It is only right to
observe that – so far – we have not had a problem with the software this
year. Antony Townsend and his staff
appear to have done what they set out to do.
One hopes it is part
of a broad improvement. I would have
dealt with the renewal earlier but it is only quite recently that the regulator
has understood that I am only running one business.
For most of 2012 I
have laboured with the apparent belief that though I had secured recognition of
my limited company as an authorised body and notified transfer of existing
business to the new entity, I still wanted to operate as an unincorporated sole
practitioner too…
I have had my
nominations of myself as Compliance Officer for Legal Practice (“COLP”) and
Compliance Officer of Finance and Administration (“COFA”) confirmed for the
corporate entity. We will see whether I
am taken to task, as threatened, for not donning the same hats in a former
business.
So it all looks a
lot more cheerful ... except, that is, for the fees.
Mine have increased
50% this year and very little of that has anything to do with turnover.
For those who don’t
know, the fees payable by solicitors, specifically, to their regulator have
four components.
Individually we pay
a practising certificate fee which is the same across the board and an
organisation levy based on a sliding scale according to turnover. We would always like it to be lower but these
are not what stick in the throat.
This year I am
paying the thick end of £1,500 by way of “contribution to the Compensation Fund”. Again there is a personal levy which is £92
in all cases but then there is the organisation levy…
As I understand the
fee structure for this year, that is £1,340 regardless of size.

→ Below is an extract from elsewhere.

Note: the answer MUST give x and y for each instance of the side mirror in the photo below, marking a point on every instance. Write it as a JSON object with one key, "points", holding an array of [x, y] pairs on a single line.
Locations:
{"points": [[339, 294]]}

So, as the sole director of a small
incorporated practice – albeit with a growing number of other personnel – I
will pay exactly the same contribution as a national firm with tens or even
hundreds of partners.
How is that right?
Well, some point to
a prejudice – sorry perception – that
sole practitioners are the scourge of the industry because, obviously, we do
exactly what we want and miss no opportunity to indulge in heinous activity
that will require the profession as a whole to compensate somebody.
This yardstick is
presumably applied regardless of whether one has policies, procedures and
systems meeting and exceeding the Law Society’s Quality Management Standard.
It doesn’t matter
that you have never had a negligence claim (touch wood) or that there has only
been one virtually insignificant complaint in 3 years of busy practice.
Nor does it matter
that big firms greedy for turnover and looking to improve tight margins
compromise on service and expose the profession to further risk. In many cases,
though the same firms have paid thousands upon thousands of pounds in referral
fees to insurers with one consequence of fuelling the current argument for
reductions of fixed fees in “low value” road traffic and other injury
claims.
They have helped
give credence to liability insurers’ lie that the fixed costs were calculated
to include an allowance for referral fees and now those are to be banned, then
the costs should be reduced.
I have never paid referral
fees and I don’t spend the equivalent of £500 and more per case in marketing to
generate the business we do.
Again not wishing to
tempt fate, we gain business by not screwing up what we do in the first place
and gaining repeat business and referrals from happy clients.
You might be
forgiven for thinking that we take a pride in our service delivery, don’t plan
to compromise on quality and aim to maintain those standards despite the
government’s relentless assault on funding.
I expect
there is a fair chance that the cowboys will ride out of town when they can no
longer make a quick buck. It wouldn’t surprise
me that firms like mine then get stung with yet more levy.
Meanwhile, having
paid through the nose for this year’s renewal one way or another, I will be
doing a big part of the SRA’s job for them with effect from 1 January. Every time there is even a minor occurrence
that is not strictly in accordance with the rules – even though it may not be
within our immediate control – I will have to put on one or both of my COLP and COFA hats and
decide whether I report myself and then wait…for what?
This is regulation. David Cameron doesn’t want onerous regulation for the
media because it is important to have a free press.
What about the legal
system, Prime Minister? Do you not think
that is something we should also try to retain?